Wow, your post sounds exactly like what I went through with Jazz last year. Jazz suffered from extreme diarrhea and tests all came back fine. Have you tested him for SIBO (Small Intestinal Bacteria Overgrowth)? Jazz was also on the Natural Balance and similar to your guy did well at first and then it went bad again. I tried a lot of different foods but the one that works for him is Purina Pro Plan for Sensitive Skin and Stomachs. It's a Salmon and Rice formula. A few posters on here who have IBD dogs use this food and it works for them. We don't know if Jazz has IBD but we suspected which is why I tried this food on the advice of another poster.


----------



## WVGSD (Nov 28, 2006)

I also have an adult GSD who went through cycles of diarrhea and several different food changes as I was trying to make sure that the diarrhea was not from a food intolerance. My vet okayed a trial of Tylan powder that I put in empty gelatin capsules and - no more diarrhea. This pretty much confirms our suspicion that my male has small interstinal bacterial overgrowth or SIBO. 

I also feed him Purina Pro Plan Sensitive Skin and Stomach kibble and he does well on it.


----------



## sable123 (Jul 11, 2010)

danehdee said:


> My pup (7 months) is constantly on and off with his diarrhea...
> He has been to the vet several times and I've dropped off many stool samples...
> Nothing has come up .. in good health, nothing he has been tested for has shown up... all they can think of is a bad digestive system!
> 
> ...


Red meat diets are very bad for dogs like this, harder to digest and high ash. That is such a low protein food for a young dog. Try the Purina formula mentioned above. Works well, high quality, thoroughly tested.


----------



## fuzzybunny (Apr 29, 2011)

Similar to Shannon's dog, Jazz did test positive for SIBO so it's worth checking out if you haven't already. The Tylan powder helped Jazz as well.


----------



## danehdee (Jul 31, 2011)

Thanks so much - Is there a medication for SIBO or just the Tylan?
We are considering now a switch off of grains and trying natural balance Venision & sweet potato - Grain Free ... If that doesn't go well we will check out the Purina! Or someone has suggested a hypoallergic food!?


----------



## danehdee (Jul 31, 2011)

When I speak to my vet today I will ask about SIBO.
Muchly appreciated


----------



## BlackthornGSD (Feb 25, 2010)

You might try a fish based food--seems to work better for many dogs with touchy stomachs. 

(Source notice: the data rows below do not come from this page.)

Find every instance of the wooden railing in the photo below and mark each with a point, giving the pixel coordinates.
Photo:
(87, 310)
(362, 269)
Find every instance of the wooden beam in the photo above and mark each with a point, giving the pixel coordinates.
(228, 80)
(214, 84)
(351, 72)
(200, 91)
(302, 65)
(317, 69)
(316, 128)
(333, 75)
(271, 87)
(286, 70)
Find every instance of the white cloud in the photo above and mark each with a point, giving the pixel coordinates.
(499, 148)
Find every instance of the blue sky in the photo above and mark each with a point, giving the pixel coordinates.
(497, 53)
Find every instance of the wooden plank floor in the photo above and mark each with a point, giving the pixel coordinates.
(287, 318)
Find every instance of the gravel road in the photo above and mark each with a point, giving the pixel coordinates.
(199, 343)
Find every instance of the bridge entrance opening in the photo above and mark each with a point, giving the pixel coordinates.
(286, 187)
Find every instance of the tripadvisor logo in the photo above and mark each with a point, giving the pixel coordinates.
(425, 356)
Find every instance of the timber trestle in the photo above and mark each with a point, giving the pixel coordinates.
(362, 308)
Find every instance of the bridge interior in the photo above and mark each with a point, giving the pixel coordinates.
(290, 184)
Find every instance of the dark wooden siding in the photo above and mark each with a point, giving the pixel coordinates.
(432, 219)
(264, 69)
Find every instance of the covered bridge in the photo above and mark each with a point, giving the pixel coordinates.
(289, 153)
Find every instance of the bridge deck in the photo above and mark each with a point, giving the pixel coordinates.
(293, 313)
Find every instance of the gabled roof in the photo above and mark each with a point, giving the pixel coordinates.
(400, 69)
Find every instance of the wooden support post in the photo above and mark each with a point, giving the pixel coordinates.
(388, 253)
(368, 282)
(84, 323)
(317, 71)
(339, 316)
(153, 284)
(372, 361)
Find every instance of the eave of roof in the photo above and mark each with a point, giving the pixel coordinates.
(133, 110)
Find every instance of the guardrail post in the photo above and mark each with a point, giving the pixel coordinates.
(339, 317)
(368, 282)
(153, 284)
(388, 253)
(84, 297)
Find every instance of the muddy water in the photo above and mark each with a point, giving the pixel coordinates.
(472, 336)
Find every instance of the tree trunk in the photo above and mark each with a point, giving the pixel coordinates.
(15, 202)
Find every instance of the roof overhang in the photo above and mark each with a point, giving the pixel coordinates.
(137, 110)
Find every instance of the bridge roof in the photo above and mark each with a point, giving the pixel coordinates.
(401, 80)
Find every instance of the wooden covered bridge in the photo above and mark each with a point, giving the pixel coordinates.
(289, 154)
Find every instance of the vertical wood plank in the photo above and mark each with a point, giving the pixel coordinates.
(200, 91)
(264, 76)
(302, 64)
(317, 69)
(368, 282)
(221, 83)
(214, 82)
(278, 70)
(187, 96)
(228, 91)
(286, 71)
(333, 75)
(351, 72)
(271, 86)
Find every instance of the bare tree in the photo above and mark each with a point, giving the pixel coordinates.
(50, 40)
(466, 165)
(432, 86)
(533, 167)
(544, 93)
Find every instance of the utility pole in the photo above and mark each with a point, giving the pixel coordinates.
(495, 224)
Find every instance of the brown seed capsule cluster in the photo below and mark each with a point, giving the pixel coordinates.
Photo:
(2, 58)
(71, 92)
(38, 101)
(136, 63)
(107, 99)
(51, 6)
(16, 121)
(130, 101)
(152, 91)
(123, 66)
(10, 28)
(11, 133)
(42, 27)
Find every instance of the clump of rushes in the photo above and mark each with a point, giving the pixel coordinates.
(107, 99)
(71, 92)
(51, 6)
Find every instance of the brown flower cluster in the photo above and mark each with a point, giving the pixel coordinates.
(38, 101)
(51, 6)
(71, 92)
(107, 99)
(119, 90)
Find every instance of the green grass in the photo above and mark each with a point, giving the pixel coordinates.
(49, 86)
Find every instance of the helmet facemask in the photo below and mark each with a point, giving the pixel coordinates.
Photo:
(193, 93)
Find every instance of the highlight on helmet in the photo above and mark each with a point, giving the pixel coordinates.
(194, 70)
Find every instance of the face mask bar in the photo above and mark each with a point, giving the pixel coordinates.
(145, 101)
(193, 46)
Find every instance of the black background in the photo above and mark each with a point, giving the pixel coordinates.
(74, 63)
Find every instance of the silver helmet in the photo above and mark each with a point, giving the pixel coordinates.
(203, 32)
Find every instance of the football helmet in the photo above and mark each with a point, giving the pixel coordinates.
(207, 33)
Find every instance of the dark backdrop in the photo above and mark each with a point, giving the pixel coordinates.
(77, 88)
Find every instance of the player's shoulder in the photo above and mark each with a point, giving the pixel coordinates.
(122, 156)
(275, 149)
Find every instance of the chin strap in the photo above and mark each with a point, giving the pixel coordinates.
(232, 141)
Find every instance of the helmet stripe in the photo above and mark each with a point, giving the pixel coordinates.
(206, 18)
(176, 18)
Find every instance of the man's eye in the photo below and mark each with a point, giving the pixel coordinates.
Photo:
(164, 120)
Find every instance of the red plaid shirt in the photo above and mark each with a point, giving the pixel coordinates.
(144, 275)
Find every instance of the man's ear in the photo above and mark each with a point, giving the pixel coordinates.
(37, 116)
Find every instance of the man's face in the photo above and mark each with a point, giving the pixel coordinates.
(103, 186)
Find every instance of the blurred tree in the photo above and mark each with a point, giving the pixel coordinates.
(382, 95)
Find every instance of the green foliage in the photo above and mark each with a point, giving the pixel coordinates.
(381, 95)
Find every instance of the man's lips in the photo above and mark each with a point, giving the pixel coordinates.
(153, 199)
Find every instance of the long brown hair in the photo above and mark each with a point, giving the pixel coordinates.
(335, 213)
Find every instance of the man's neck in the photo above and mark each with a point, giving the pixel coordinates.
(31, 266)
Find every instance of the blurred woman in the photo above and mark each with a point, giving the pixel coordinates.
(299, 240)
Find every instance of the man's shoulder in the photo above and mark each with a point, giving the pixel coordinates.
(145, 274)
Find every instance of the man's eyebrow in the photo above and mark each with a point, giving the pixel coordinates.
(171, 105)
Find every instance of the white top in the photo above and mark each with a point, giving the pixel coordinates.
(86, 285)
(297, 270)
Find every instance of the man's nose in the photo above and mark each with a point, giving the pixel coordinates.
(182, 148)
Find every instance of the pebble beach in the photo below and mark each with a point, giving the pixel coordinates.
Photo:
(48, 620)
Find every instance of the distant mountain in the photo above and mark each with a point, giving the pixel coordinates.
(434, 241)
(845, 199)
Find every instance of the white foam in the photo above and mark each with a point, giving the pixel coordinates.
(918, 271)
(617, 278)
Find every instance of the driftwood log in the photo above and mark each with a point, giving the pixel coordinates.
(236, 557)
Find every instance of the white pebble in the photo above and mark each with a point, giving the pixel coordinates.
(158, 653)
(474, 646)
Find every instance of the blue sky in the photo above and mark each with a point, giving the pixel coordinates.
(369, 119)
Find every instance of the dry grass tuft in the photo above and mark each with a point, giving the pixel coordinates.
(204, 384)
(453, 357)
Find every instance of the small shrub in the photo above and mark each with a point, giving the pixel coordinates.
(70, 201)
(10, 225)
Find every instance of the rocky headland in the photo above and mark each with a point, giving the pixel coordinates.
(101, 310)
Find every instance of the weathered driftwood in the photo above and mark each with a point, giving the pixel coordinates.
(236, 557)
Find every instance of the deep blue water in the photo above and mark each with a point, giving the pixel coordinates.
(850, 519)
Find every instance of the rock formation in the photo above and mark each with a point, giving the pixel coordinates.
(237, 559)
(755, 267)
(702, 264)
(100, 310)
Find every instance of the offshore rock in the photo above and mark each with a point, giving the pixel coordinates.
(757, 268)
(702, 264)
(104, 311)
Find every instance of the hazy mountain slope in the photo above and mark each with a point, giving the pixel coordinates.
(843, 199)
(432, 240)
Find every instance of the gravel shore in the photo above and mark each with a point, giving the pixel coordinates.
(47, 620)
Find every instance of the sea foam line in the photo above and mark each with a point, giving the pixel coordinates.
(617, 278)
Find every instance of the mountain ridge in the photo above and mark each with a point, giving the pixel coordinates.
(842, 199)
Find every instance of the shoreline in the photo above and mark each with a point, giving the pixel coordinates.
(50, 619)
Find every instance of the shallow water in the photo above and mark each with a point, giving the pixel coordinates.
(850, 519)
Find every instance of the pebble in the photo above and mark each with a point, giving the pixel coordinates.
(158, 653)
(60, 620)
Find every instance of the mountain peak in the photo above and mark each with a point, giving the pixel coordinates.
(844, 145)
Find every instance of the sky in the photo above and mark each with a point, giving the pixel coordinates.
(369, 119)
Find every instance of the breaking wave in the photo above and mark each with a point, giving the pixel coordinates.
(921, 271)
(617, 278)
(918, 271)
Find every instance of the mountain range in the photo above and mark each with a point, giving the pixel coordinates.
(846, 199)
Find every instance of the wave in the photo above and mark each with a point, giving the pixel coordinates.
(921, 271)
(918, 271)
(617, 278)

Some suggestions are California Natural Fish and Sweet Potato, the Purina salmon-based Sensitive Skin and Stomach mentioned above, or even some of the grain-free fish-based kibbles. 

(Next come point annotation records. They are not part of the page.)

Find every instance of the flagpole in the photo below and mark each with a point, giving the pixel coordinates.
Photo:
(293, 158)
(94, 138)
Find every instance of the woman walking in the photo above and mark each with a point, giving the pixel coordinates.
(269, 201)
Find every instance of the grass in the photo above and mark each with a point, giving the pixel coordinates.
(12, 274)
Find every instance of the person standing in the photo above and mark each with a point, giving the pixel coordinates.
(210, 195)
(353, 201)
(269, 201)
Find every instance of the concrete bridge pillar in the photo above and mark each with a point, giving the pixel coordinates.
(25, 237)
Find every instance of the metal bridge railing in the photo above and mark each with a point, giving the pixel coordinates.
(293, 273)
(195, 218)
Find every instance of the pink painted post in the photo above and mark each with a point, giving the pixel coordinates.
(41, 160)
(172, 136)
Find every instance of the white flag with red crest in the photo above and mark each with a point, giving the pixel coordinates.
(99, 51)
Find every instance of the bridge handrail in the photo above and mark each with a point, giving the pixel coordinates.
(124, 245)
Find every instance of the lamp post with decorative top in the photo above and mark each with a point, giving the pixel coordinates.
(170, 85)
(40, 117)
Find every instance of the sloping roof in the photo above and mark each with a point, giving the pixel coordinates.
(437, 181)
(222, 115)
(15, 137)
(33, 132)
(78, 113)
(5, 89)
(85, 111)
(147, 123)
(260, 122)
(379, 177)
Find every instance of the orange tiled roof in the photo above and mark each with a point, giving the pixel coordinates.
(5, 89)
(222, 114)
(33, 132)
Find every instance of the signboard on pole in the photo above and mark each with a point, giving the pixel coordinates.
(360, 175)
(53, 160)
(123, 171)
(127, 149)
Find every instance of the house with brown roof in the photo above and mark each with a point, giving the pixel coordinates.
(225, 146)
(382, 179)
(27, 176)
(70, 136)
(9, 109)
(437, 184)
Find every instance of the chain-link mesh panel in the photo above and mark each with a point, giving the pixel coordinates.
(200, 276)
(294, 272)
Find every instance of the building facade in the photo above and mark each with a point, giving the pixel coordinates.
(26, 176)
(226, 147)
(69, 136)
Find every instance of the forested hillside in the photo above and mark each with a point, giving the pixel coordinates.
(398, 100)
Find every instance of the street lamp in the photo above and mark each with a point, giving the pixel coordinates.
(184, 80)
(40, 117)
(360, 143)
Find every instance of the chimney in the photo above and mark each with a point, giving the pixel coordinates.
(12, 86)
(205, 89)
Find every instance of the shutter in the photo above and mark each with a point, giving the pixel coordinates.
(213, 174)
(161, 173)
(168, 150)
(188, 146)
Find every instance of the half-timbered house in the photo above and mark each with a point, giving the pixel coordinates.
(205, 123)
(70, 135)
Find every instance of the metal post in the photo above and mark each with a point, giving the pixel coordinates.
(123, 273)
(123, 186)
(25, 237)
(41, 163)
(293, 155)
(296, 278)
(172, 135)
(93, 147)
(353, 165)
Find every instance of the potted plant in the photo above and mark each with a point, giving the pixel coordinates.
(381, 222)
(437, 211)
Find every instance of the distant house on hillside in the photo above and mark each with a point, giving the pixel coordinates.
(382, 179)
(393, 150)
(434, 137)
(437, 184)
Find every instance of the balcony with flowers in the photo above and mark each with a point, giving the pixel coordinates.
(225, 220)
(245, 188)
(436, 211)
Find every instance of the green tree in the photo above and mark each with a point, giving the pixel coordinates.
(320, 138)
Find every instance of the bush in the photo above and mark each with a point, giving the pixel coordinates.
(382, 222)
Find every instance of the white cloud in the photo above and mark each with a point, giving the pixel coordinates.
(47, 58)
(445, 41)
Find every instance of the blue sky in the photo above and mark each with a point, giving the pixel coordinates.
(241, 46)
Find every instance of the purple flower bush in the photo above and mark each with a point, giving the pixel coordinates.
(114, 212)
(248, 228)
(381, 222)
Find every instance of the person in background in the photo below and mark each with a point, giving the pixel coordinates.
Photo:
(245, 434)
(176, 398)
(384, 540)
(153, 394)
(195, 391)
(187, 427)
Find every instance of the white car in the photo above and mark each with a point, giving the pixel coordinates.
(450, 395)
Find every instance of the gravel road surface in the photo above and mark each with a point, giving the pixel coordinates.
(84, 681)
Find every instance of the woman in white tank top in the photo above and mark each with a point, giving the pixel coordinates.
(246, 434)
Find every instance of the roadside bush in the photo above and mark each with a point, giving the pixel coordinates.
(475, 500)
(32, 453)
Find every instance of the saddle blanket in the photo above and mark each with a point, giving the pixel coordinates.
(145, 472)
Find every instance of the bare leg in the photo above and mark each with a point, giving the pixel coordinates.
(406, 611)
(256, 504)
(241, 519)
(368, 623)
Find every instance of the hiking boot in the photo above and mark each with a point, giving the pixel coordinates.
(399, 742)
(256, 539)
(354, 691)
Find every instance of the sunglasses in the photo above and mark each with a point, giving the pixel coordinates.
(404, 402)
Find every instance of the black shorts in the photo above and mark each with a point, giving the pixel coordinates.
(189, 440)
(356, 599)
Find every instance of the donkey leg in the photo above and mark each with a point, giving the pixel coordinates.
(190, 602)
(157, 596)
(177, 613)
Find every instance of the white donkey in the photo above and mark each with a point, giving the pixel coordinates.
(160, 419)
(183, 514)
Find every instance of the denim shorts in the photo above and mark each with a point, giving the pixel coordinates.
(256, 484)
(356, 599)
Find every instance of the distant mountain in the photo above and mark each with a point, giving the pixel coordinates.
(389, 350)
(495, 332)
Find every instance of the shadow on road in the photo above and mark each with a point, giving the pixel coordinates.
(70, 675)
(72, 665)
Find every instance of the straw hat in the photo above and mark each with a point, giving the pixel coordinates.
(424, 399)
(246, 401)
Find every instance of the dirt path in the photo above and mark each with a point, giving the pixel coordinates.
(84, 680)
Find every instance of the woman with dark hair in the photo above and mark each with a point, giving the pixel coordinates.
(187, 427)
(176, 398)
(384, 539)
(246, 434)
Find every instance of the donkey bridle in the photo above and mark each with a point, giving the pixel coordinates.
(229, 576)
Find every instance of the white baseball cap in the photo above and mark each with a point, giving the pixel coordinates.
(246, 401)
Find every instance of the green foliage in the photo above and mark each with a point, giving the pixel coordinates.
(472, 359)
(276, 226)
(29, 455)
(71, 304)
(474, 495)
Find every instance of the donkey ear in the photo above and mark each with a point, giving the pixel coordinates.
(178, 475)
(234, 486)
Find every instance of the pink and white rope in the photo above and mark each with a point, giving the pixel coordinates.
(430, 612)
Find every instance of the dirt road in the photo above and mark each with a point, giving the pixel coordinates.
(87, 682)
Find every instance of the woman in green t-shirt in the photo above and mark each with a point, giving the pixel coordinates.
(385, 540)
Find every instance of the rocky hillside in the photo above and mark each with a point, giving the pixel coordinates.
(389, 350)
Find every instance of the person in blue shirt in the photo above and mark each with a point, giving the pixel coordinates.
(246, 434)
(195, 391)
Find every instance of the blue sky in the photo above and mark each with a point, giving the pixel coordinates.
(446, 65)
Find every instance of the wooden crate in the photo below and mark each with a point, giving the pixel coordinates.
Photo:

Unfortunately, I've been reading that Natural Balance has not done a good job of being consistent in their food ingredients--tests showed that even their Limited Ingredient Diet contained protein sources other than what was claimed. What’s In Your Dog Food? (Maybe) Not What You Think! Dogs In Training


----------



## s14roller (Nov 18, 2010)

danehdee said:


> Thanks so much - Is there a medication for SIBO or just the Tylan?
> We are considering now a switch off of grains and trying natural balance Venision & sweet potato - Grain Free ... If that doesn't go well we will check out the Purina! Or someone has suggested a hypoallergic food!?


I have been battling the same thing (and for around the same time!). My pup is going on 8 months, and her symptoms were always the same:

1 week of solid stool, followed by 1-2 days of straight liquid stool...back to normal, then liquid, etc.

Had her on Wellness LBP for 2 bags worth, inconsistent, so moved her back to Innova (breeder had them on this) and still inconsistent. We did 2 treatments of Flagyl and 1 treatment of Pancur during the last 6 months. Her stool always came back negative. Before getting further tests and possible Tylan treatment, my vet wanted to see if it was definitely the diet or not. She wanted to try the IAMs low-residue vet formula, which I hated the idea but would try anything that at point, so we tried it. So far, she's had pretty good stool for 2 weeks. I'll give it another week before I make the call, but if she has 3-4 weeks of solid stool (she never had this before) then it was probably the food. Next steps will be to try the PurinaOne SS formula that everyone else has pointed out, and see how that works out. From there, if she can tolerate an even better food, great. 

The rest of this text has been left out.